I just read a Frank Bruni column in the New York Times (I won’t link because the column itself is just awful) about how terrible it was for Hillary Rosen to say such and such about Ann Romney because his mother was a stay at home mother and she really worked hard with the kids, and those “career” women can just be so damned judgmental about making the sacrifice to say home with her children. Through all this I have been thinking about Sylvia. Sylvia was a woman who had a major impact on my life although she never knew it, and neither did I for a good many years.
I had just graduated college and was trying to make ends meet. I worked the lunch and dinner shift and Sylvia worked breakfast and lunch, so we overlapped. She wore bright red lipstick and there was never a spot on her white shirt. Sylvia was a single mother, late thirties with two kids and tired eyes. She wore sensible shoes and hustled her ass off in ways that would put Pete Rose to shame.

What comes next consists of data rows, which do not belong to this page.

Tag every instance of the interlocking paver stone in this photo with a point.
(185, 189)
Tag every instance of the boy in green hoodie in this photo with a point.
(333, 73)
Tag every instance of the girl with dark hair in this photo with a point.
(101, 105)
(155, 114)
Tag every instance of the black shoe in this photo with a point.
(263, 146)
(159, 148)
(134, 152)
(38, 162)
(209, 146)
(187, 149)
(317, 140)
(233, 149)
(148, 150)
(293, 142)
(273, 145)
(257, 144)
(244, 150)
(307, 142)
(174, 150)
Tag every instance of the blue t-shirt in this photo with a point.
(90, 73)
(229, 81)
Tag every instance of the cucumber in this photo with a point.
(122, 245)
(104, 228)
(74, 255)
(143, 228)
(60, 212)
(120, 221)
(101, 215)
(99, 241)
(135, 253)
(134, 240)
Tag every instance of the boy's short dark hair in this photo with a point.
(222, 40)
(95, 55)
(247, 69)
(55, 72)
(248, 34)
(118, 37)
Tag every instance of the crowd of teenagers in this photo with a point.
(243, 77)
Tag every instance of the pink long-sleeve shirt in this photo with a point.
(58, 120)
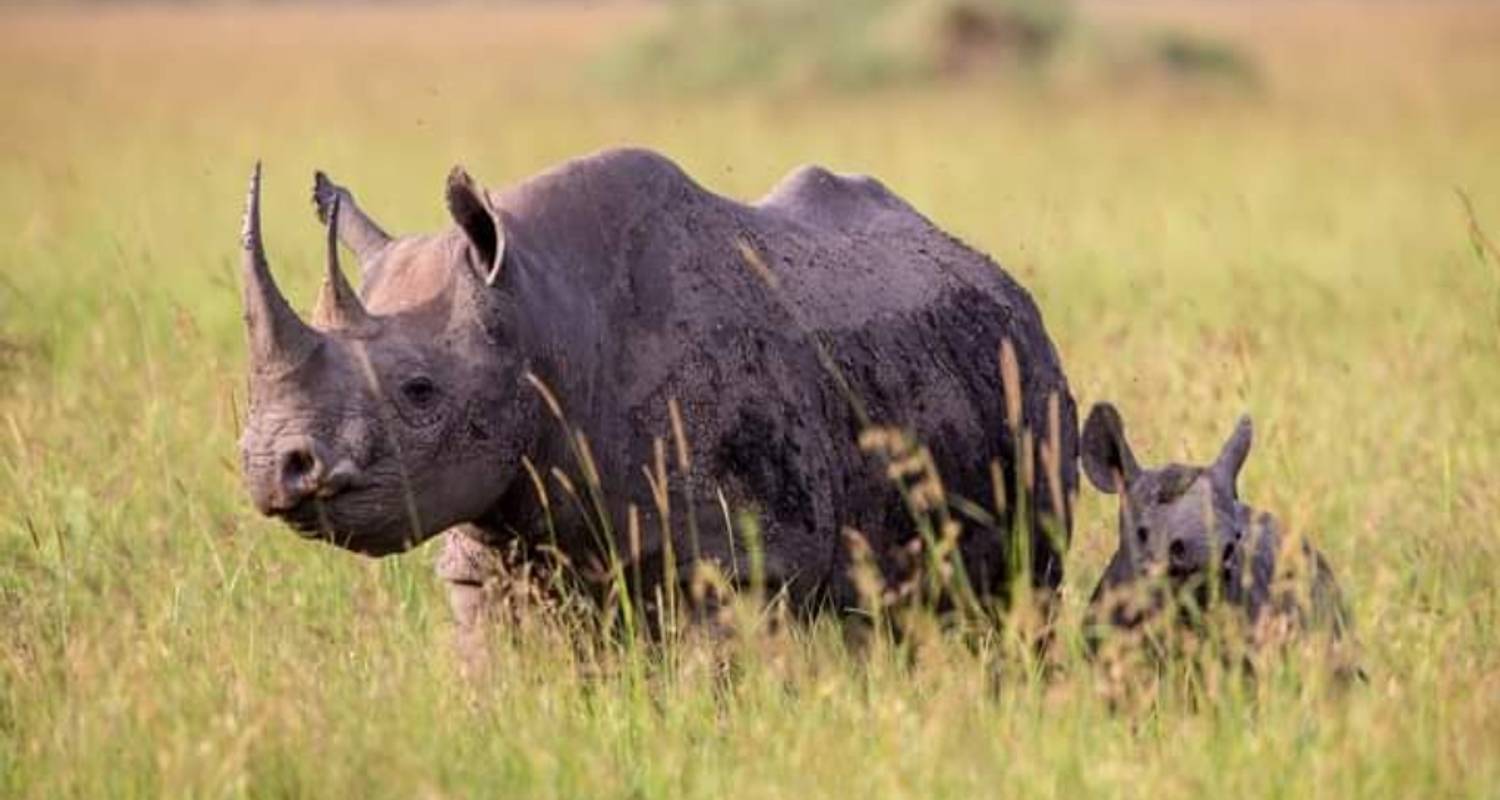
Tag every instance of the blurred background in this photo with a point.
(1220, 206)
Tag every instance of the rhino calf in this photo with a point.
(1185, 538)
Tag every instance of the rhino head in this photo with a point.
(1181, 523)
(396, 412)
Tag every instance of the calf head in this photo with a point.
(1178, 523)
(398, 410)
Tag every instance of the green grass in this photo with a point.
(1299, 254)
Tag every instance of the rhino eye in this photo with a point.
(419, 392)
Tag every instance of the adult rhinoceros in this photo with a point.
(618, 291)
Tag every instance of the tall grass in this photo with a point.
(1296, 254)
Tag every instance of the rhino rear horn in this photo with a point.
(365, 239)
(339, 306)
(279, 339)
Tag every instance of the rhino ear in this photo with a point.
(1232, 458)
(1104, 452)
(471, 210)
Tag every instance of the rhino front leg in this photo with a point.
(467, 565)
(357, 231)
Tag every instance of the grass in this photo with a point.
(1298, 254)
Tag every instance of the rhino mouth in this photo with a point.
(318, 517)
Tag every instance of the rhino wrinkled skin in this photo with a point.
(615, 285)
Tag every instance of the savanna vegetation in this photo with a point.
(1311, 240)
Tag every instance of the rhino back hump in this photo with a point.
(662, 302)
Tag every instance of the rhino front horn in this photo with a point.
(279, 339)
(339, 306)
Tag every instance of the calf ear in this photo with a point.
(1104, 452)
(1232, 458)
(480, 222)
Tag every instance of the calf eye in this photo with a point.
(419, 392)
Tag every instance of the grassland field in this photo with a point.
(1298, 251)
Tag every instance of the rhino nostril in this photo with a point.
(297, 464)
(299, 472)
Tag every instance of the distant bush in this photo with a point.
(1196, 56)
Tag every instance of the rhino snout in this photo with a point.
(299, 469)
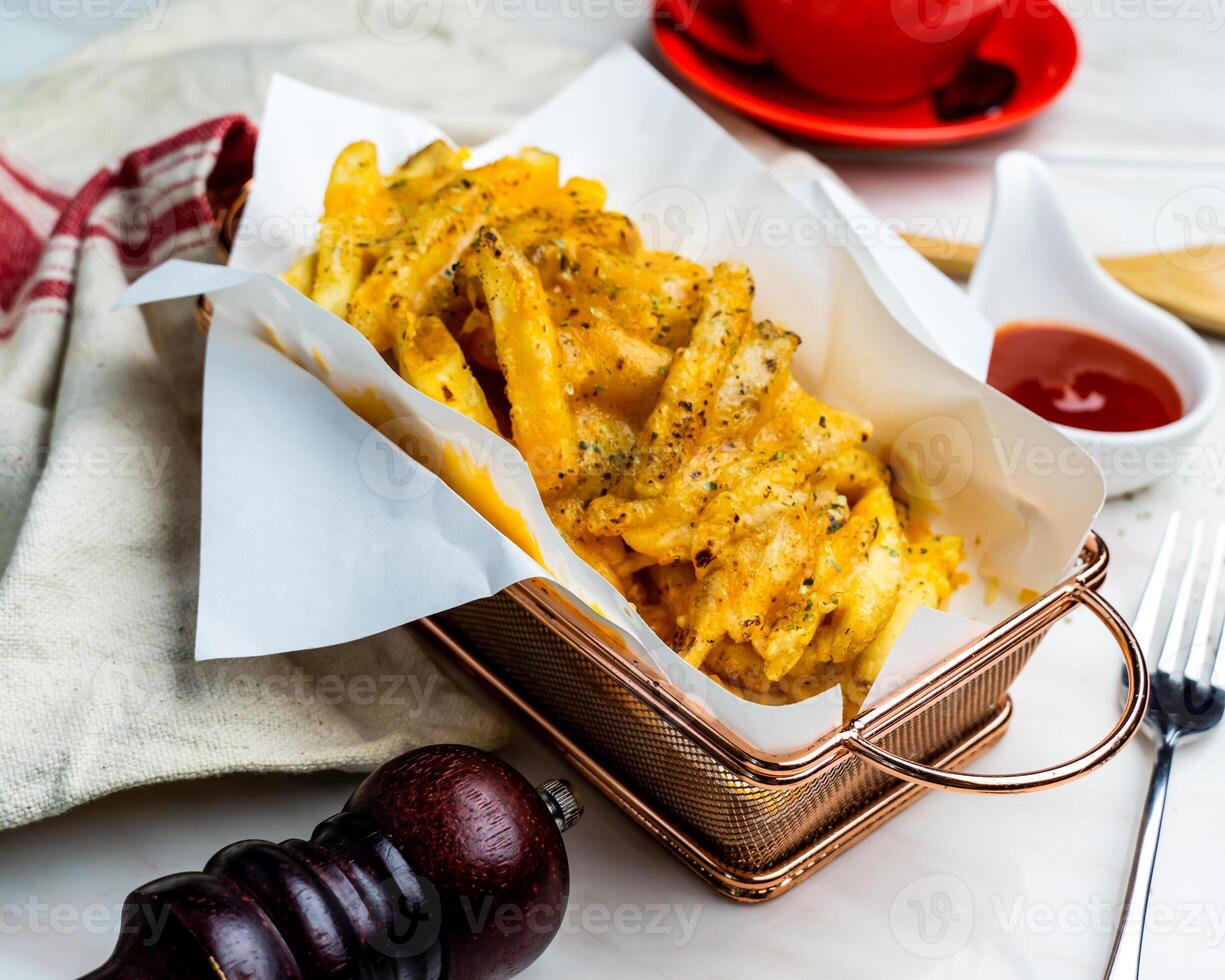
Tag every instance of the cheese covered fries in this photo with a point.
(673, 448)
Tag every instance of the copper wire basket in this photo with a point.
(753, 825)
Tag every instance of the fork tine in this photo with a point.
(1168, 663)
(1144, 626)
(1198, 665)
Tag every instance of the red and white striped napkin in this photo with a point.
(154, 203)
(99, 517)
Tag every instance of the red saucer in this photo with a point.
(1034, 39)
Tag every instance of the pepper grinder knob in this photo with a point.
(445, 863)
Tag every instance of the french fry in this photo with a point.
(747, 521)
(434, 239)
(528, 352)
(354, 210)
(431, 361)
(301, 273)
(693, 380)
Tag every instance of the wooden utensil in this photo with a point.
(445, 864)
(1190, 282)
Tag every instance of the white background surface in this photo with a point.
(1017, 887)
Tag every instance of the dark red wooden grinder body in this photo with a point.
(446, 863)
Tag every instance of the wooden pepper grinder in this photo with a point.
(446, 863)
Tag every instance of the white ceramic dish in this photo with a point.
(1033, 267)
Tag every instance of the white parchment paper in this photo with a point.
(317, 529)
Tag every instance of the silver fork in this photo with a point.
(1188, 698)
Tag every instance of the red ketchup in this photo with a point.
(1076, 377)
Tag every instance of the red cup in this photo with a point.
(849, 50)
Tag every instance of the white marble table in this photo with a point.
(1030, 882)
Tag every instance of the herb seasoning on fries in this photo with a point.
(674, 450)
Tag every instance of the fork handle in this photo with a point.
(1125, 958)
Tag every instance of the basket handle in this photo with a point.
(1128, 723)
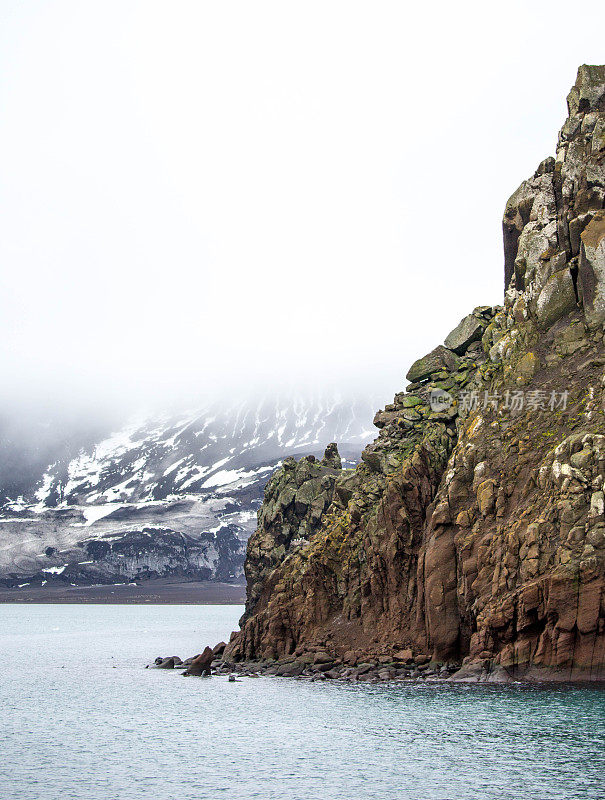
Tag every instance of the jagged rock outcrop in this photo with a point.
(474, 528)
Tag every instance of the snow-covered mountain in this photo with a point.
(170, 494)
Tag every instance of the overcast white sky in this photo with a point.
(198, 196)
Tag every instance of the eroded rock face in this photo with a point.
(473, 530)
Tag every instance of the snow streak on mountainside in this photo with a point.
(165, 494)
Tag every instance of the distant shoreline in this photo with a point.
(160, 591)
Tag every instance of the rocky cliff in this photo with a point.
(473, 531)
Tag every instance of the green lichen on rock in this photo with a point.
(473, 532)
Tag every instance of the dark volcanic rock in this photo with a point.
(201, 664)
(474, 532)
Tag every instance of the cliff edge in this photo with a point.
(473, 530)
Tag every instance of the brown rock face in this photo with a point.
(474, 528)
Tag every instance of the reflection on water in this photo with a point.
(81, 718)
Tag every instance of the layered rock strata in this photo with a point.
(473, 531)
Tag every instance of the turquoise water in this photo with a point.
(73, 726)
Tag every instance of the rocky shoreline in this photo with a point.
(473, 530)
(403, 666)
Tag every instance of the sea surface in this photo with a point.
(82, 718)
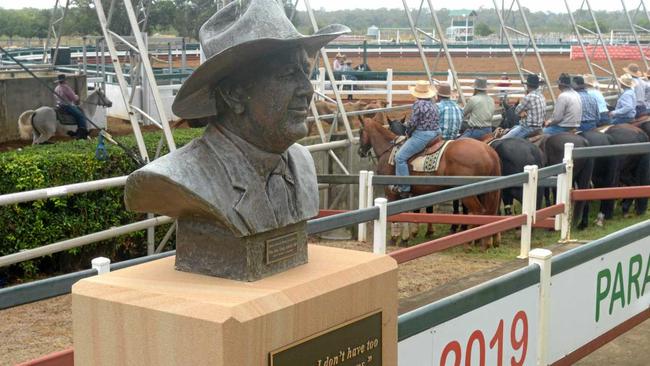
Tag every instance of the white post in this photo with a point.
(565, 225)
(370, 192)
(363, 174)
(528, 208)
(321, 79)
(101, 264)
(542, 257)
(389, 87)
(379, 234)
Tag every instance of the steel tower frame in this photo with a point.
(136, 21)
(441, 39)
(507, 20)
(578, 29)
(631, 20)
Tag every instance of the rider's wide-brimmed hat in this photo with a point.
(533, 81)
(444, 90)
(591, 80)
(480, 84)
(626, 80)
(422, 90)
(634, 70)
(564, 80)
(242, 31)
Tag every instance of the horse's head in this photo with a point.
(397, 127)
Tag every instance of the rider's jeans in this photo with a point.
(418, 140)
(520, 131)
(78, 115)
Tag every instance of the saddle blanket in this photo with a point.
(423, 163)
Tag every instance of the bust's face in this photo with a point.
(277, 101)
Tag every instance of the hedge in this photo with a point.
(34, 224)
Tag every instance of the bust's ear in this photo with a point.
(233, 96)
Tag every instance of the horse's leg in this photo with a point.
(456, 207)
(474, 207)
(430, 230)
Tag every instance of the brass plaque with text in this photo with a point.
(281, 247)
(355, 343)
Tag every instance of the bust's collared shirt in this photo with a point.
(212, 179)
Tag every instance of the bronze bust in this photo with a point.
(244, 190)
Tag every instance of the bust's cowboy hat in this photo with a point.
(242, 30)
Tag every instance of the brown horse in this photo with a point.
(464, 157)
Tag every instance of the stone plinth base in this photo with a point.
(341, 306)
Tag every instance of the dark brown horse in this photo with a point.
(465, 157)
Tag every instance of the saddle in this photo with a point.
(426, 160)
(64, 117)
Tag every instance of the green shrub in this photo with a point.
(34, 224)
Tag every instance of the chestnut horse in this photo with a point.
(464, 157)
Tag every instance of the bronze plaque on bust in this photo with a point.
(357, 342)
(281, 247)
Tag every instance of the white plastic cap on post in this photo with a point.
(101, 264)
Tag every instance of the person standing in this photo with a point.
(533, 107)
(68, 101)
(451, 116)
(479, 111)
(568, 109)
(639, 88)
(593, 90)
(589, 104)
(625, 110)
(424, 124)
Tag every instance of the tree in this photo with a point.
(483, 30)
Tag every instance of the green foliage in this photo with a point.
(34, 224)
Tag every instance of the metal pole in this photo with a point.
(144, 57)
(84, 55)
(635, 35)
(330, 73)
(537, 54)
(443, 42)
(423, 56)
(506, 35)
(124, 88)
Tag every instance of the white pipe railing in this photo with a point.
(39, 194)
(82, 240)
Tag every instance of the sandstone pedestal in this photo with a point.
(338, 309)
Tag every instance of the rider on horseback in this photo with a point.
(424, 124)
(533, 106)
(478, 111)
(590, 115)
(593, 90)
(67, 100)
(568, 109)
(626, 105)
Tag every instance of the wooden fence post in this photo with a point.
(542, 257)
(363, 174)
(379, 233)
(389, 87)
(101, 264)
(528, 208)
(565, 227)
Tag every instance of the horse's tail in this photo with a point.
(492, 200)
(25, 127)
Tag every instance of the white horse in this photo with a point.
(40, 125)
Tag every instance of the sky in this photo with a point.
(535, 5)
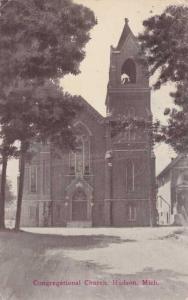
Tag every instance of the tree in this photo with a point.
(165, 44)
(41, 41)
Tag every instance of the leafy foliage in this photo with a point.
(165, 44)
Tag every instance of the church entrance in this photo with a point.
(79, 206)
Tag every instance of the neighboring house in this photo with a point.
(164, 211)
(173, 189)
(108, 180)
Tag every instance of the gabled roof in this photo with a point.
(125, 33)
(170, 166)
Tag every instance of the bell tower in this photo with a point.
(130, 199)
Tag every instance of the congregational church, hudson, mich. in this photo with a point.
(108, 180)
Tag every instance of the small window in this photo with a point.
(128, 72)
(130, 176)
(32, 212)
(132, 213)
(33, 179)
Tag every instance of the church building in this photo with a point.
(109, 180)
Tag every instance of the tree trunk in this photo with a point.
(2, 191)
(21, 185)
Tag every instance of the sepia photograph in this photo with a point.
(94, 149)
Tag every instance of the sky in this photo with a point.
(91, 83)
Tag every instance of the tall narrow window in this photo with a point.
(129, 176)
(79, 156)
(132, 213)
(33, 179)
(79, 160)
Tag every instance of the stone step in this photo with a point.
(79, 224)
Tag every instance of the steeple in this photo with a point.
(125, 34)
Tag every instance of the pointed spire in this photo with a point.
(125, 33)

I was too young to notice then, but I have a picture of her and me together and now that I’m older, she was pretty cute. But she had tired eyes - really tired friggin eyes. But she was a great lady, always holding court at the service station. She would sip her ice tea just before the lunch rush and say to me, “Kid, what the hell are you doing here? Waiting on tables sucks.” But she was there at six every morning to help open up.
Honestly I don’t know how she did it. She got her kids up at 5:30 and dropped them off at her mom’s where they had breakfast and then were taken to school. Her mom had the lunch dinner shift at some diner. Sylvia would pull the tip at her last table and would just keep going right out that door to pick up her kids at three. When the last table stayed late she would get antsy because Lenny, the manager, didn’t like the wait staff cashing out each other’s tables. You could see her sweat as the clock ticked and the ladies that lunch would ask for just one more refill. Somehow she always made it to the school on time. Man she could move fast in those sensible shoes.
One time one of the dinner waiters couldn’t make it and Lenny told Sylvia she needed to stay over. This was a tremendous difficulty to Sylvia because there would be nobody to pick up her children. Lenny wasn’t a bad guy, but he was living on the margins also. If he couldn’t count on Sylvia in a pinch she wasn’t worth that much. Sylvia was so upset she broke down and cried, she couldn’t afford to lose the job. It was a bad recession. But what about her kids? All members of the wait staff scrambled, lining up at the orders phone calling anybody we knew. I don’t remembered how everything got covered but it did. Sylvia and her family were safe for one more day.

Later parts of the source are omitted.